正說著陳哲又樂顛顛地回來了,“嘿,一臉晦氣,背後說灑家什麼壞話了?”

“說長峰媽給你在北京買了一套房呢。”

“哈,呸!”陳哲氣哼哼的,有點不想提當年又解釋不清的意思,“哪是給我買房呢,算盤打得太響了,愣讓我給聽出來了!我們都商量好下個月領結婚證,他媽這個月就把錢打過來火燒屁股地急著買房,房產證上寫他媽和他的名字,二十年的月供讓長峰還。不等於結婚後我還在為他的婚前財產做出努力嘛!”

“可法律規定你們婚後長峰還的那部分也有你一半啊!”

“我幹嗎要這我這四分之一財產都不到的房子啊!長峰比我早工作一年,一年中也攢了幾個錢,我讓他攢的,不然我們都能花完!結果他媽一句話,攢的這些錢都放到房子裝修裏去了!”

“可那是長峰的婚前財產呀!”

“婚前財產我不惦記,可他媽卻惦記著我未來老公的收入呢!一下子就預先透支了我未來家庭二十年的部分收入,現在房價恨不得天天漲,這輩子我還能指望住上我們自己的房子嗎?”

“這房子不是讓你們長久住嘛!”

“我寧願租房!我可沒指望他們幫我,愛幫不幫,但我就不能這麼鬱悶著!誰在啃誰不是很明顯嗎?”

“長峰現在怎麼樣了?”

“據說現在又找了一個滿臉青春痘的女孩同居著呢,那女的催他幾次結婚了,他就不動彈,據說他家裏也不滿意——人家女的都同意為他家的財產增值做二十年貢獻,他和他家都不樂意呢!人與人比,怎麼顯得那麼賤!”

“行了,不說了,人家那估計也是愛情選擇的結果。”

“好吧,咱這會兒去看看你們所謂的愛情和結果去。”

小雅與陳哲是發小兒,何琳因與小雅是好友才進入這個小圈子的。原本小雅和陳哲商量好了,要去會會小雅的婆婆,雖不至達成什麼成果,氣氣她也算出口惡氣。尤其是陳哲這種天不怕地不怕的新新人類,為好友甘願兩肋插刀,是不在乎得罪什麼人的。何琳呢,可去可不去,但一想到回家麵對那麼多人,尤其是與婆婆勾心鬥角,傳誌又一味對他媽低眉順眼,心好煩,就濫竽充數,跟著看熱鬧去了。
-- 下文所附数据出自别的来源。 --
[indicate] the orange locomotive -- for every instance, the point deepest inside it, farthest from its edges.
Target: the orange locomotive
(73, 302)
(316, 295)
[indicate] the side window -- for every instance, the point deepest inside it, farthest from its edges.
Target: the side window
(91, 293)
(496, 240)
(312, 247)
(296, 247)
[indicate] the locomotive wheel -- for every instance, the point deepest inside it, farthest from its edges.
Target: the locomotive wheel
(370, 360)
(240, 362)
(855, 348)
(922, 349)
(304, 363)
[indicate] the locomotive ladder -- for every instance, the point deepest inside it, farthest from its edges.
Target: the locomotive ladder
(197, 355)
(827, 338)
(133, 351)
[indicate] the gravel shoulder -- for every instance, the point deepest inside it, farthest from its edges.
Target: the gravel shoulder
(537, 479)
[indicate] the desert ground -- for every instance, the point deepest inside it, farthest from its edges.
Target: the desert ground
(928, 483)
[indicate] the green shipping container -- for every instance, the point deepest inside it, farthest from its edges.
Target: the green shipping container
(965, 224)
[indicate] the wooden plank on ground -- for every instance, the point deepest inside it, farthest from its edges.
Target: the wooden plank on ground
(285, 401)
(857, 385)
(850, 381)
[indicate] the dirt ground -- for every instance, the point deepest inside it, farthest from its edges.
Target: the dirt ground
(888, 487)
那天何琳開著母親的車,鬱教授外出講課去了。一行三人浩浩蕩蕩殺進小雅三個月沒怎麼回的家。

小雅婆婆鄭氏開了門,立即嚇了一跳,剛午睡過,眼睛骨碌碌地看著三個年輕漂亮的女士魚貫進入房間,有點納悶,“今天怎麼回來了?”

“哎呀,鄭奶奶啊,媳婦周末回家吃頓飯不是很正常嘛!”陳哲出頭,笑嘻嘻的。

鄭氏瞅了嬉皮笑臉的陳哲一眼,有些嫌惡,“去年還叫我伯母,今年就升級做奶奶了?”

“哈,今年我眼拙,見了小雅覺得叫阿姨差不多,皮膚皺了,沒光澤了,眼角也有魚尾紋了,沒想到一向水靈的小雅會老這麼快,婚姻催人老啊!唉,這劉阿姨的婆婆當然叫奶奶合適了。”
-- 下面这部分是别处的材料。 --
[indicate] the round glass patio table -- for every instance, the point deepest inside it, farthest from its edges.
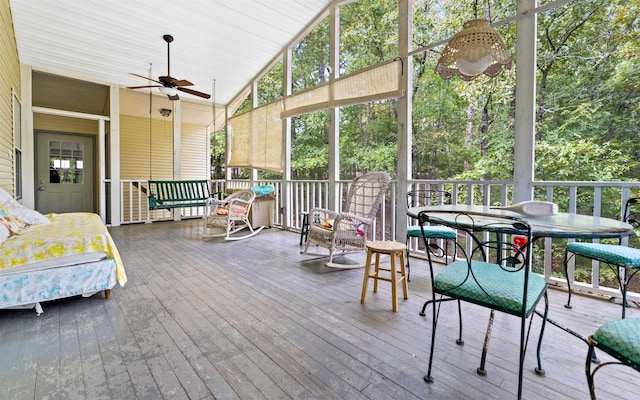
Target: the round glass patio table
(560, 225)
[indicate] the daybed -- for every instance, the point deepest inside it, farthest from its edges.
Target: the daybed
(54, 256)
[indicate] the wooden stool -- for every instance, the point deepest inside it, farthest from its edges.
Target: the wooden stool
(304, 232)
(393, 249)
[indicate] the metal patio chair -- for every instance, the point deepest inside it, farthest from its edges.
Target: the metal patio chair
(624, 261)
(621, 340)
(490, 271)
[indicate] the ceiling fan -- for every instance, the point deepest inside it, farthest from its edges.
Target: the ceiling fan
(167, 84)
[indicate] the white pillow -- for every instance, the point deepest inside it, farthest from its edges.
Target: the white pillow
(4, 233)
(4, 196)
(31, 217)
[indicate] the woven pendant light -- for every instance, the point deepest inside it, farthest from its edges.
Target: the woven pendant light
(477, 49)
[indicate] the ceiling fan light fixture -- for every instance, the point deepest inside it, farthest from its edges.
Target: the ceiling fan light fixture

鄭氏五十多歲,何等精明之人,一眼看出這三位來者不善,卻麵帶笑容,說:“我家小雅操心,加夜班多,不注意喝水,熬的。有空給她補補。”

小雅背後冷笑,麵子話比誰都會說。

“真是小雅,你幹嗎都上夜班啊?調到白班多好。再說了,有必要為了工作把自己摧殘成這樣嗎?你看鄭奶奶,不,鄭伯母,皮膚保養得多鮮嫩,紅光滿麵,富有光澤。幹脆,你班也別上了,方鴻俊的薪水那麼高,養活老婆還不天經地義、小菜一碟!嫁漢嫁漢,穿衣吃飯嘛!”
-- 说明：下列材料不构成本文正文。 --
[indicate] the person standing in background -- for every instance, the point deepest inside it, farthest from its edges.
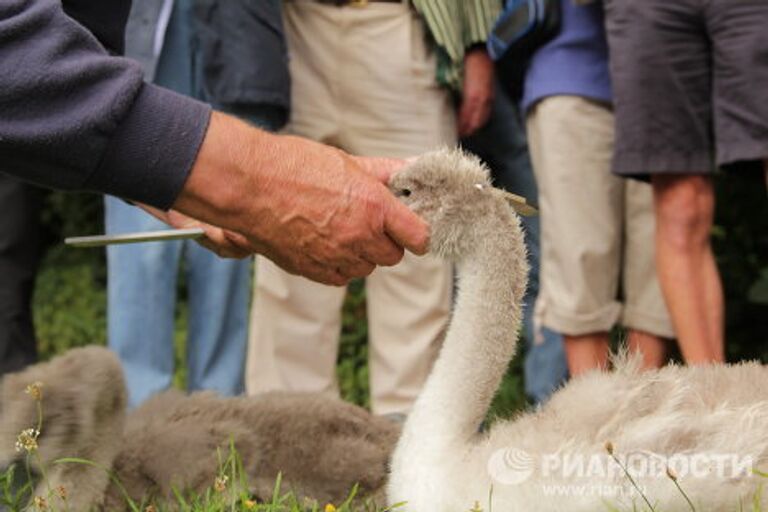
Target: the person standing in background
(373, 77)
(690, 81)
(597, 266)
(19, 257)
(191, 50)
哇,何琳都佩服陳哲的口才和膽略,想與心思縝密的鄭氏對決,你得腦袋轉得快、放得下臉皮還得有嘻嘻哈哈來回打圓場的本事才行,怪不得人家讀到碩士了,還新聞專業。

鄭氏微微笑著,還給各位端糖吃,“小雅現在工資不高,自己吃的估計都不夠,你們正好勸勸她別幹了,回家養養身體生個小寶貝吧,我還等著抱孫子呢!”

小雅找著空隙反擊了,“現在生個小孩貴著呢,生起養不起啊!”陳哲立馬驚訝地回頭看小雅,“不是吧姐姐,你工作這麼久了,就是現在一月掙一千大洋,你去年大去年掙的銀子呢?再說你親愛的老公每月也那麼多銀票,都花哪兒去了?敢說你手頭沒錢生不起孩子?!”

小雅馬上舉手發誓:“我兩個卡上加起來不到一千塊。”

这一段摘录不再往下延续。